By EDITH M. LEDERER
UNITED NATIONS (AP) — Donors pledged an additional $5.6 million Thursday that will enable the United Nations to start transferring more than 1 million barrels of crude oil from a rusting tanker off the coast of war-torn Yemen that poses a major environmental threat, but the U.N. said nearly $24 million is still needed to offload all the oil.
A large vessel called the Nautica, which was purchased by the U.N. Development Program in March to take on the oil from the FSO Safer, is expected to arrive in the region in the coming days and the transfer operation is expected to start before the end of the month, U.N. deputy spokesman Farhan Haq said.
The UNDP said Egypt, France, Italy, Luxembourg, Malta, Norway, South Korea, the United Kingdom and private company Octavia Energy and its subsidiary Calvalley Petroleum announced pledges totaling almost $8 million, of which $5.6 million represents new funding.
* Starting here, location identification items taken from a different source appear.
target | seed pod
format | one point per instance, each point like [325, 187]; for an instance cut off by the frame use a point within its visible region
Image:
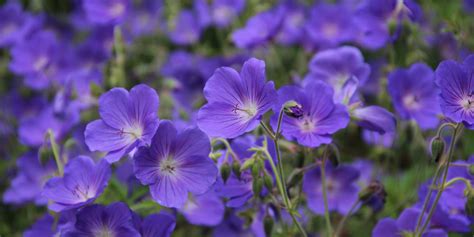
[268, 225]
[236, 168]
[225, 171]
[437, 148]
[257, 186]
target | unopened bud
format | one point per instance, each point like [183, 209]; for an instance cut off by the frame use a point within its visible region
[437, 148]
[225, 171]
[257, 186]
[374, 189]
[268, 225]
[236, 168]
[293, 109]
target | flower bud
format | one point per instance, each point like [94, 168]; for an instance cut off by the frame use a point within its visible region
[374, 189]
[257, 186]
[236, 168]
[225, 171]
[268, 181]
[268, 225]
[293, 109]
[437, 148]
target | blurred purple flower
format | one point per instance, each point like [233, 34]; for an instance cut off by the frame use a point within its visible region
[175, 164]
[259, 29]
[14, 24]
[158, 225]
[128, 119]
[330, 25]
[206, 209]
[28, 183]
[322, 117]
[342, 190]
[106, 11]
[456, 83]
[236, 102]
[405, 223]
[82, 183]
[336, 67]
[97, 220]
[414, 95]
[375, 118]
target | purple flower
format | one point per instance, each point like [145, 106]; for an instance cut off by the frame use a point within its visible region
[321, 116]
[329, 25]
[187, 28]
[14, 24]
[82, 183]
[97, 220]
[414, 94]
[342, 190]
[406, 222]
[259, 29]
[127, 121]
[38, 65]
[456, 82]
[236, 102]
[206, 209]
[106, 11]
[158, 225]
[175, 164]
[375, 118]
[28, 183]
[337, 67]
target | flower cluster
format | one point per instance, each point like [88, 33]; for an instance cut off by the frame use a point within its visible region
[236, 118]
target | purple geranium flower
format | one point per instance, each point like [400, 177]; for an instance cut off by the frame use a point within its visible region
[405, 223]
[127, 121]
[329, 25]
[414, 94]
[28, 183]
[337, 67]
[206, 209]
[175, 164]
[106, 11]
[321, 116]
[236, 102]
[97, 220]
[82, 183]
[158, 225]
[259, 29]
[456, 82]
[342, 189]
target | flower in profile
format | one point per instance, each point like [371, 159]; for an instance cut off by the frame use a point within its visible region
[339, 67]
[342, 189]
[236, 102]
[29, 181]
[405, 223]
[259, 29]
[414, 94]
[158, 225]
[321, 116]
[456, 82]
[106, 11]
[128, 120]
[96, 220]
[82, 183]
[175, 164]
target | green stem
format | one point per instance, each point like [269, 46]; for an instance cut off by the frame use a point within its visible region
[325, 197]
[56, 154]
[445, 174]
[345, 218]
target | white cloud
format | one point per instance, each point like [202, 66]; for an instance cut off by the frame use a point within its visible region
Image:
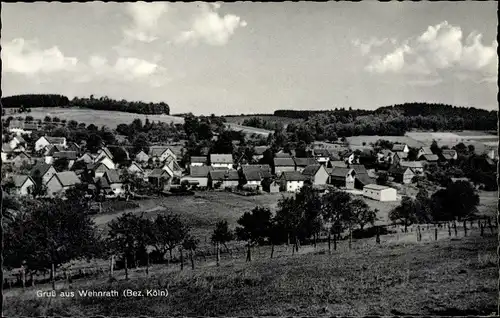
[25, 57]
[439, 48]
[210, 27]
[145, 16]
[366, 47]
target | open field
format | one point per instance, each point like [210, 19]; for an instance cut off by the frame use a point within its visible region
[99, 118]
[451, 276]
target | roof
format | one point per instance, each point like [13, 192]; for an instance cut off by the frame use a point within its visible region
[259, 150]
[221, 158]
[359, 169]
[157, 173]
[364, 178]
[321, 152]
[67, 178]
[426, 150]
[338, 163]
[200, 172]
[428, 157]
[304, 162]
[231, 175]
[6, 148]
[55, 140]
[20, 180]
[398, 147]
[42, 168]
[376, 187]
[195, 159]
[340, 172]
[402, 154]
[284, 162]
[311, 170]
[70, 155]
[412, 164]
[113, 176]
[293, 176]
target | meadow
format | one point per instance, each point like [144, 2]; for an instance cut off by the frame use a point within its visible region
[450, 276]
[99, 118]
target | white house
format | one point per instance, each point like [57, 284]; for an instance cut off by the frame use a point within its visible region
[221, 161]
[292, 181]
[44, 141]
[379, 192]
[23, 184]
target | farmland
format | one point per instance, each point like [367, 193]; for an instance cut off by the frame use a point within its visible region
[97, 117]
[451, 276]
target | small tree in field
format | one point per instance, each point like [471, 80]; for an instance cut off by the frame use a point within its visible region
[405, 213]
[254, 227]
[221, 235]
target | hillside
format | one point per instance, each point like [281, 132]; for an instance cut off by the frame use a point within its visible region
[456, 276]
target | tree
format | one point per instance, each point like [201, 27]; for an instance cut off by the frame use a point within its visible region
[405, 213]
[362, 214]
[169, 232]
[254, 228]
[221, 235]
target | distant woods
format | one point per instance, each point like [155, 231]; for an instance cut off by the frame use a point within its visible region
[102, 103]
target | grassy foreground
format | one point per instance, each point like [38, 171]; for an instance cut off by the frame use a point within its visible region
[452, 276]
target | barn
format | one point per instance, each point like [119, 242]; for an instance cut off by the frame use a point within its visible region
[379, 192]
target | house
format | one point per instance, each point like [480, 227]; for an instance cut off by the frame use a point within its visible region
[6, 151]
[292, 181]
[401, 174]
[301, 163]
[172, 167]
[223, 179]
[135, 168]
[161, 153]
[198, 161]
[448, 155]
[400, 148]
[23, 184]
[416, 166]
[16, 141]
[221, 161]
[159, 177]
[61, 181]
[317, 174]
[283, 164]
[114, 181]
[87, 158]
[71, 156]
[379, 192]
[43, 171]
[322, 156]
[361, 176]
[142, 157]
[21, 159]
[399, 156]
[259, 152]
[198, 176]
[424, 151]
[429, 158]
[45, 141]
[342, 177]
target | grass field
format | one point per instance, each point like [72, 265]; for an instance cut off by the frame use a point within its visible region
[99, 118]
[451, 276]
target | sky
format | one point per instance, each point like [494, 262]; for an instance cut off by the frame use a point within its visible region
[249, 57]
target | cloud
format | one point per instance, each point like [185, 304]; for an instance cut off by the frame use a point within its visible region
[210, 27]
[25, 57]
[439, 48]
[367, 46]
[145, 17]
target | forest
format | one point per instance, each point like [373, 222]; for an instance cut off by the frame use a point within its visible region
[102, 103]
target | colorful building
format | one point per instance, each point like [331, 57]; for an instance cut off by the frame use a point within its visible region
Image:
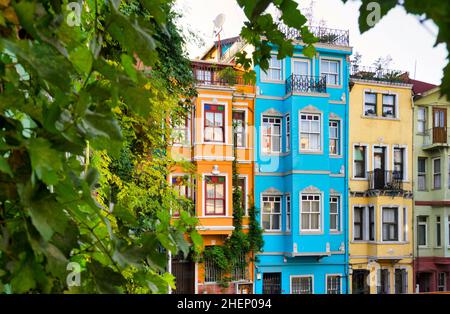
[431, 190]
[380, 182]
[300, 151]
[218, 128]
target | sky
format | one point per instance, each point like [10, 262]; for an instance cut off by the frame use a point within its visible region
[399, 35]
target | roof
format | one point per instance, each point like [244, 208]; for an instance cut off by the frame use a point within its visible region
[420, 87]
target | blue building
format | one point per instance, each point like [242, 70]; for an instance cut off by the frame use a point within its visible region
[301, 118]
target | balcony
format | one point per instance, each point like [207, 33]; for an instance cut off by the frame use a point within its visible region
[435, 138]
[379, 74]
[306, 84]
[207, 73]
[385, 180]
[325, 35]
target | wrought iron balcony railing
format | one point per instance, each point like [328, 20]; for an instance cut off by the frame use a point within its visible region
[436, 137]
[326, 35]
[378, 74]
[385, 180]
[306, 84]
[216, 74]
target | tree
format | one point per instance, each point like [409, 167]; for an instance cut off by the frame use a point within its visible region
[81, 139]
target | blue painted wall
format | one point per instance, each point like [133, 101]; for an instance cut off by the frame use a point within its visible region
[293, 171]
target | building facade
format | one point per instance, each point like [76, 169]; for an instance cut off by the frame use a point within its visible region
[301, 118]
[217, 129]
[380, 182]
[432, 192]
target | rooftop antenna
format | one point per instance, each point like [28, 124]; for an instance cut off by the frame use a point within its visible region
[218, 23]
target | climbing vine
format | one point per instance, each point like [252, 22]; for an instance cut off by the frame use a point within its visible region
[227, 257]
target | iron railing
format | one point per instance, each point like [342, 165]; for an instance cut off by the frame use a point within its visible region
[385, 180]
[326, 35]
[378, 74]
[306, 84]
[436, 136]
[214, 74]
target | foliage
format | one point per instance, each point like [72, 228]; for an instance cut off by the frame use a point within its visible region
[261, 31]
[69, 93]
[436, 10]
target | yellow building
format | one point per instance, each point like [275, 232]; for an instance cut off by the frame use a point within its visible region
[220, 124]
[380, 183]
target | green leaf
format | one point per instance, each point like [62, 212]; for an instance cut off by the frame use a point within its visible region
[46, 162]
[4, 166]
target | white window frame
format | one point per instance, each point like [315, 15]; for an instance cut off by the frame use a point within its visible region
[338, 139]
[272, 213]
[288, 217]
[339, 206]
[399, 224]
[436, 173]
[244, 134]
[265, 77]
[366, 157]
[271, 152]
[421, 223]
[423, 174]
[301, 276]
[288, 132]
[187, 129]
[313, 151]
[424, 120]
[333, 275]
[339, 74]
[309, 231]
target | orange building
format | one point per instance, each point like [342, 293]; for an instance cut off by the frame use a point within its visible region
[219, 127]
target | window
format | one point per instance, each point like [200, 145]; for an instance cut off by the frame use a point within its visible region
[371, 223]
[330, 69]
[437, 173]
[310, 212]
[421, 174]
[438, 231]
[239, 128]
[271, 213]
[401, 281]
[389, 106]
[242, 183]
[370, 104]
[333, 284]
[301, 285]
[215, 195]
[180, 132]
[422, 230]
[214, 123]
[288, 133]
[359, 162]
[390, 224]
[421, 120]
[335, 136]
[275, 70]
[405, 224]
[399, 163]
[334, 213]
[383, 285]
[271, 135]
[181, 186]
[442, 281]
[310, 132]
[358, 223]
[288, 213]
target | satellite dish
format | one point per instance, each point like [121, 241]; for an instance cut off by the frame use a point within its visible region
[219, 20]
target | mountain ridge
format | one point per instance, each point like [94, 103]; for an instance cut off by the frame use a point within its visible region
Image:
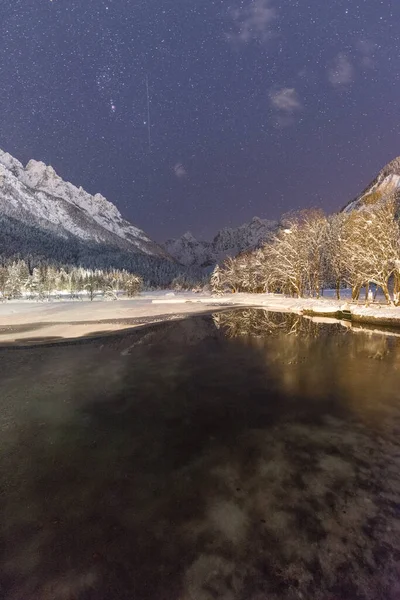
[228, 241]
[35, 194]
[386, 182]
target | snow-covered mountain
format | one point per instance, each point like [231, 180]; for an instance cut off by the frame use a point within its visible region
[38, 199]
[228, 242]
[385, 184]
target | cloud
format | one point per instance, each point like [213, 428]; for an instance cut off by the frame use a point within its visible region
[342, 71]
[180, 171]
[286, 103]
[367, 52]
[252, 22]
[285, 100]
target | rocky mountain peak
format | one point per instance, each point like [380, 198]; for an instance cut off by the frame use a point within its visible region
[385, 184]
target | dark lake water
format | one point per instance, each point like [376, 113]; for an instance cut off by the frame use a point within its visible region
[241, 456]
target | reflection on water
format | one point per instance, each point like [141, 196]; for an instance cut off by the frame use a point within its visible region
[247, 456]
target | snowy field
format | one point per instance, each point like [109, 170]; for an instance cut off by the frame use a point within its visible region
[29, 322]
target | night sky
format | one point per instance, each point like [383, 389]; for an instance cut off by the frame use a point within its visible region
[256, 106]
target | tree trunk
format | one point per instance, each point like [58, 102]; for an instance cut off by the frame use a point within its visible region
[338, 289]
[355, 292]
[385, 290]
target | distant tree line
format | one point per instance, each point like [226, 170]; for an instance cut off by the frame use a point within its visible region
[312, 251]
[43, 282]
[37, 248]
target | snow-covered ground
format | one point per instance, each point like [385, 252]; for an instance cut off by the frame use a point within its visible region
[27, 321]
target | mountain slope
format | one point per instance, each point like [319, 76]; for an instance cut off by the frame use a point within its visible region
[228, 242]
[385, 184]
[36, 197]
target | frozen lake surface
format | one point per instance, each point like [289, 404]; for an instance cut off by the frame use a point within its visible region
[244, 455]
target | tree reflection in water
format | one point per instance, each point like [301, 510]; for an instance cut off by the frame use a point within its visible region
[244, 456]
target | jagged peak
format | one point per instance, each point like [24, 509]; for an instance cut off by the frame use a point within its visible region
[188, 237]
[385, 183]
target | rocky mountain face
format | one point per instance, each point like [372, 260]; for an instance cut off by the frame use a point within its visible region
[44, 217]
[38, 196]
[385, 184]
[228, 242]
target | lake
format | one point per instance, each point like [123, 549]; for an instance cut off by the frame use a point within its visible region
[244, 455]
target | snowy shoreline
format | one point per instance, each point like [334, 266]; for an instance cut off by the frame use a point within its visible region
[24, 322]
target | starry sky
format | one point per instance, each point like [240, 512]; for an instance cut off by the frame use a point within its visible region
[199, 114]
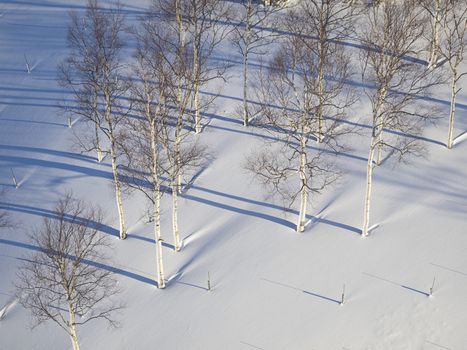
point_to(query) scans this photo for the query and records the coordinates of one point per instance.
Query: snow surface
(272, 288)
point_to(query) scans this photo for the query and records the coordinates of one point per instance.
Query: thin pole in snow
(432, 287)
(28, 67)
(14, 178)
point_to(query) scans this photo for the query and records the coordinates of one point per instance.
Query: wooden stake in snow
(28, 66)
(432, 287)
(14, 178)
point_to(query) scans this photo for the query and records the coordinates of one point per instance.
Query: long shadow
(56, 165)
(113, 269)
(272, 138)
(127, 9)
(54, 215)
(32, 122)
(278, 207)
(239, 210)
(52, 152)
(303, 291)
(396, 284)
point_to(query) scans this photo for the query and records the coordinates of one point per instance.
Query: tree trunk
(435, 40)
(72, 327)
(247, 34)
(246, 117)
(118, 187)
(157, 209)
(304, 188)
(176, 233)
(452, 112)
(196, 80)
(369, 179)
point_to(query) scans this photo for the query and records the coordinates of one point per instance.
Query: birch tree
(63, 281)
(143, 144)
(181, 149)
(435, 10)
(453, 49)
(250, 37)
(207, 31)
(327, 22)
(391, 35)
(92, 71)
(287, 92)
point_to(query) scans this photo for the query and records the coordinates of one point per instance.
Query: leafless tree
(92, 71)
(322, 25)
(4, 219)
(64, 280)
(436, 11)
(391, 36)
(149, 92)
(251, 37)
(178, 150)
(453, 49)
(289, 107)
(203, 27)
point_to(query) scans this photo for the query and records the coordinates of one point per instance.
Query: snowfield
(272, 288)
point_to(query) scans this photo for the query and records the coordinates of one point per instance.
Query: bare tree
(177, 146)
(289, 107)
(205, 26)
(326, 23)
(63, 281)
(143, 144)
(4, 219)
(453, 49)
(250, 37)
(92, 71)
(391, 36)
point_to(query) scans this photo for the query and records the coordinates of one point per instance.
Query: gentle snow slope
(272, 288)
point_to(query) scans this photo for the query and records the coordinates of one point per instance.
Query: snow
(272, 288)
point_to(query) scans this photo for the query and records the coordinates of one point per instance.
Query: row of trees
(150, 111)
(147, 115)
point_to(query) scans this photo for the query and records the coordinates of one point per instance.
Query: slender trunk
(369, 178)
(452, 112)
(380, 126)
(435, 39)
(98, 145)
(304, 188)
(196, 80)
(113, 155)
(157, 207)
(176, 233)
(118, 187)
(246, 116)
(247, 34)
(97, 127)
(72, 327)
(320, 107)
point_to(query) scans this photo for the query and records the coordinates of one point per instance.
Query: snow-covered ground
(272, 288)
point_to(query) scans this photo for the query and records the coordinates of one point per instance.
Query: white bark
(304, 188)
(72, 327)
(113, 155)
(452, 112)
(369, 178)
(176, 233)
(435, 39)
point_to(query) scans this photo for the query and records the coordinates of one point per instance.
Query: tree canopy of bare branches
(92, 72)
(392, 37)
(64, 281)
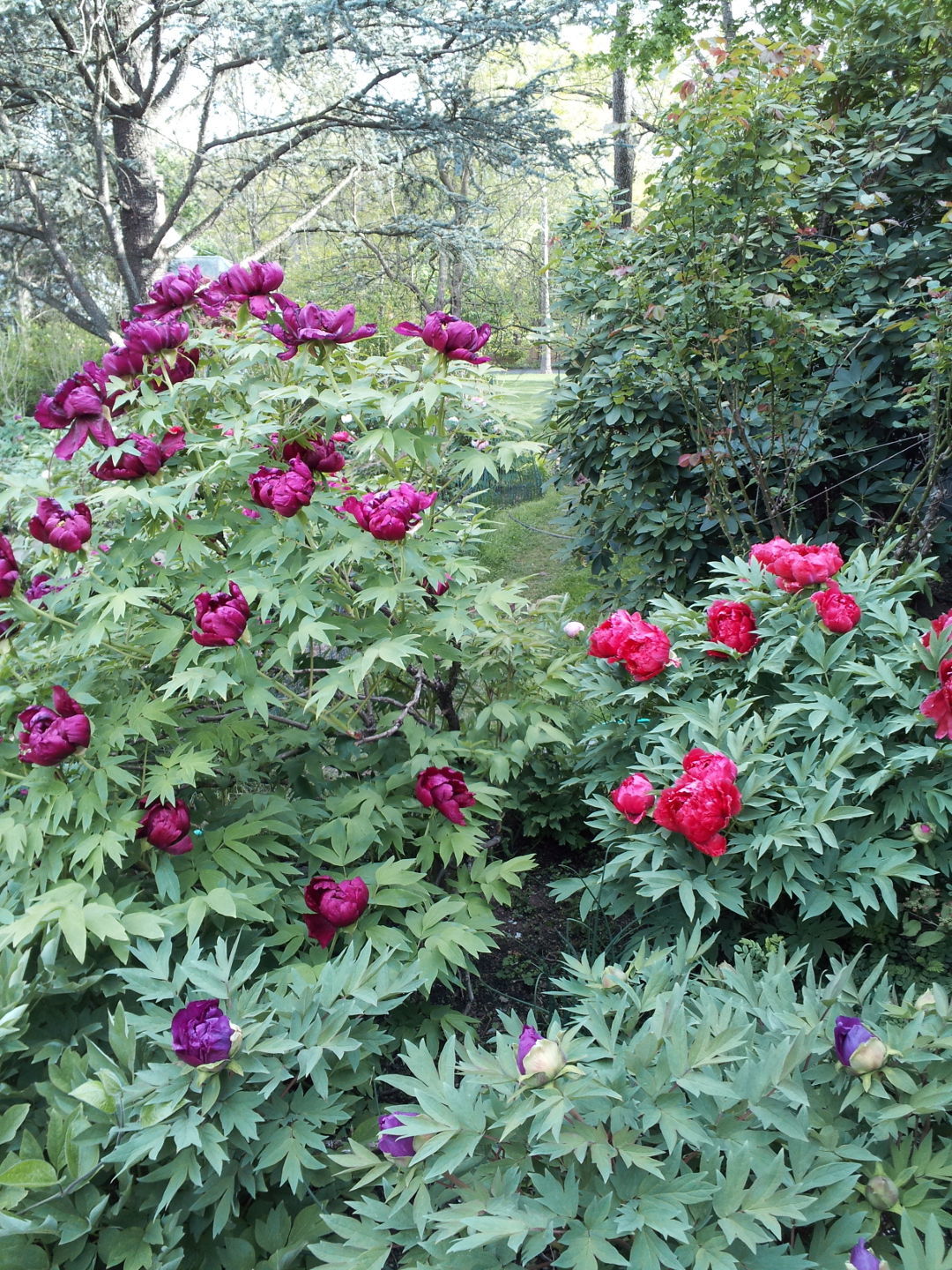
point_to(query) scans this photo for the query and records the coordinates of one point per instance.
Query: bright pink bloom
(60, 528)
(282, 490)
(314, 325)
(798, 564)
(221, 617)
(83, 406)
(390, 514)
(333, 905)
(628, 638)
(165, 826)
(444, 790)
(457, 340)
(49, 736)
(9, 569)
(732, 623)
(838, 611)
(176, 291)
(938, 704)
(147, 460)
(634, 798)
(254, 283)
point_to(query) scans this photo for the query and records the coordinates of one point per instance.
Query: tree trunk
(623, 161)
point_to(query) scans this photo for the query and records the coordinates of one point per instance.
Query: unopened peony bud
(882, 1192)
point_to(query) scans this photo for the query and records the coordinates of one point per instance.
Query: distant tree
(92, 89)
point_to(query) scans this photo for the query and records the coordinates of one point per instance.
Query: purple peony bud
(316, 326)
(390, 514)
(283, 492)
(333, 905)
(400, 1148)
(457, 340)
(857, 1048)
(251, 283)
(60, 528)
(147, 460)
(221, 617)
(444, 790)
(202, 1034)
(167, 827)
(49, 736)
(9, 569)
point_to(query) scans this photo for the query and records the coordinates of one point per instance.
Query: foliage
(703, 1123)
(296, 751)
(767, 352)
(836, 764)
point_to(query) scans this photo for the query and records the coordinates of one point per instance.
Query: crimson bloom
(202, 1033)
(83, 406)
(60, 528)
(444, 790)
(333, 905)
(798, 564)
(703, 802)
(314, 325)
(838, 611)
(9, 569)
(49, 736)
(938, 704)
(732, 623)
(178, 291)
(628, 638)
(390, 514)
(146, 462)
(254, 283)
(634, 798)
(283, 492)
(400, 1148)
(316, 453)
(165, 826)
(221, 617)
(457, 340)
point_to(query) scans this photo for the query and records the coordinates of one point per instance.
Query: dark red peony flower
(333, 905)
(444, 790)
(732, 623)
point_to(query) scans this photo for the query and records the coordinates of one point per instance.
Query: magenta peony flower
(390, 514)
(147, 460)
(628, 638)
(333, 905)
(283, 492)
(634, 798)
(49, 736)
(732, 623)
(165, 826)
(444, 790)
(254, 283)
(60, 528)
(178, 291)
(400, 1148)
(316, 326)
(457, 340)
(202, 1034)
(221, 617)
(9, 569)
(838, 611)
(83, 406)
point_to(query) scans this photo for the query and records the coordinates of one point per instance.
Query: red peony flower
(333, 905)
(838, 611)
(938, 704)
(732, 623)
(628, 638)
(444, 790)
(634, 798)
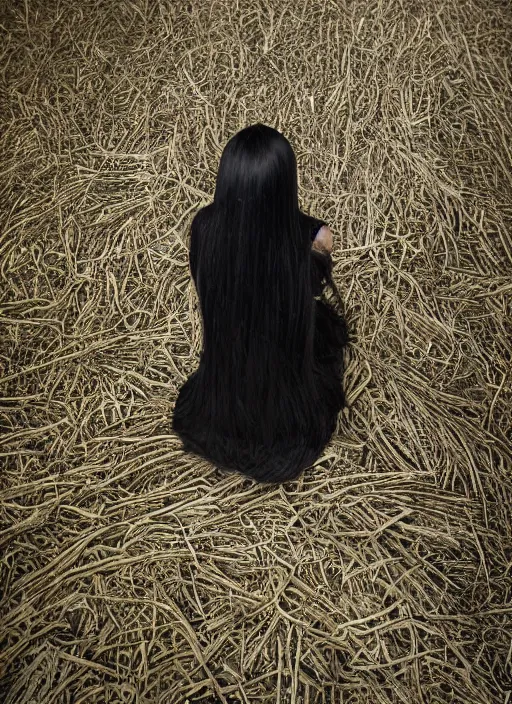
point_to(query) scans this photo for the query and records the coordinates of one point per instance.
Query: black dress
(329, 340)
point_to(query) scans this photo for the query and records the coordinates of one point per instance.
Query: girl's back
(268, 388)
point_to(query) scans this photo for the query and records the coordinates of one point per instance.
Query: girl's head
(257, 166)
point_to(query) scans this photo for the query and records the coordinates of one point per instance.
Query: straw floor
(134, 573)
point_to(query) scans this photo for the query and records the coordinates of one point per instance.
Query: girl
(264, 399)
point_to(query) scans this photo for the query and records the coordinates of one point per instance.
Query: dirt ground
(132, 573)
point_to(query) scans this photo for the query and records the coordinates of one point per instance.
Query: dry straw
(132, 572)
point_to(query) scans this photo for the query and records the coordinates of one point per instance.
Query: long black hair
(261, 402)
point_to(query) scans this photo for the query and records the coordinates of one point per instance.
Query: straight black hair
(261, 402)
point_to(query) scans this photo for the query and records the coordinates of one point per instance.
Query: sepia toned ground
(132, 573)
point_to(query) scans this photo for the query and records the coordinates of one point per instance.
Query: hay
(132, 572)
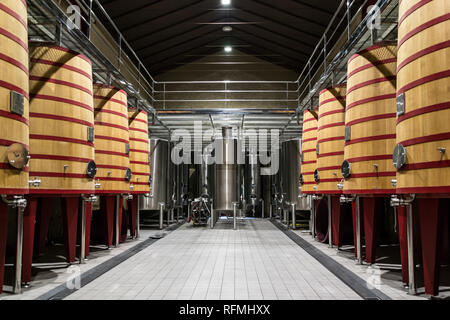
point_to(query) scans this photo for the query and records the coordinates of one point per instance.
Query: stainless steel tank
(252, 181)
(227, 173)
(158, 158)
(290, 174)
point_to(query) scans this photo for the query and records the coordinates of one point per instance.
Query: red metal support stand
(44, 216)
(403, 240)
(88, 227)
(355, 237)
(133, 211)
(431, 231)
(3, 237)
(29, 222)
(337, 221)
(70, 223)
(371, 227)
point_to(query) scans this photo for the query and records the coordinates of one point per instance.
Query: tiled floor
(47, 279)
(255, 262)
(384, 280)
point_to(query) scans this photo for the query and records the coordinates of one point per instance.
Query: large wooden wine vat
(61, 121)
(309, 156)
(330, 139)
(423, 94)
(370, 121)
(112, 140)
(139, 150)
(14, 97)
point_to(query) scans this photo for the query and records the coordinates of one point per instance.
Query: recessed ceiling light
(227, 29)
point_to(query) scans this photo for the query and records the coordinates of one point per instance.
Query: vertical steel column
(161, 215)
(294, 221)
(358, 231)
(18, 272)
(330, 221)
(262, 209)
(234, 215)
(411, 263)
(83, 231)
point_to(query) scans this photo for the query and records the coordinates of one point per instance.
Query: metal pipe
(294, 222)
(262, 209)
(234, 215)
(411, 263)
(358, 231)
(117, 240)
(161, 215)
(20, 203)
(330, 227)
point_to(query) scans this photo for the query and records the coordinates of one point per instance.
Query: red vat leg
(371, 225)
(431, 239)
(70, 222)
(403, 240)
(29, 222)
(3, 237)
(44, 215)
(88, 227)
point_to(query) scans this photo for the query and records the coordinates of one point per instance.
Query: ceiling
(168, 33)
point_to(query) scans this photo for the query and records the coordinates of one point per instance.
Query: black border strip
(61, 291)
(352, 280)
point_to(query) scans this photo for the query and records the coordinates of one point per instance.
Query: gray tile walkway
(256, 262)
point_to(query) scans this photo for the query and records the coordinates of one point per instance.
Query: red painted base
(3, 237)
(133, 207)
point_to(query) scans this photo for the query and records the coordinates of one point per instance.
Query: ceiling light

With the new pledges, the U.N. has now raised $105.2 million for the operation to remove the oil from the Safer, with an addition $23.8 million still needed, UNDP said.
“But we’re hopeful that as nations are aware of the need to avert a crisis in the Red Sea, they’ll come up with the funding we need,” Haq said.
For the second phase of the operation, UNDP said an additional $19 million will be needed to secure the Nautica and its newly transferred cargo of oil and to tow the Safer tanker to a salvage yard for recycling.
The Japanese-made Safer was built in the 1970s and sold to the Yemeni government in the 1980s to store up to 3 million barrels of oil pumped from fields in Marib, a province in eastern Yemen. The impoverished Arab Peninsula country has for years been engulfed in civil war.
Yemen’s conflict started in 2014 when the Iran-backed Houthi rebels seized the capital, Sanaa, and much of the country’s north, forcing the government to flee to the south, then to Saudi Arabia. The following year, a Saudi-led coalition entered the war to fight the Houthis and try to restore the internationally recognized government to power.
No annual maintenance has been done since 2015 on the ship, which is 360 meters (1,181 feet) long with 34 storage tanks. Most crew members, except for 10 people, were pulled off the vessel after the Saudis entered the conflict, and it’s uncertain what the crew of the Nautica will find when they get to the tanker.
In 2020, internal documents obtained by The Associated Press showed that seawater has entered Safer’s engine compartment, causing damage to pipes and increasing the risk of sinking. Rust has covered parts of the tanker and the inert gas that prevents the tanks from gathering inflammable gases has leaked out.
Experts said maintenance was no longer possible because the damage to the ship is irreversible, according to an AP report.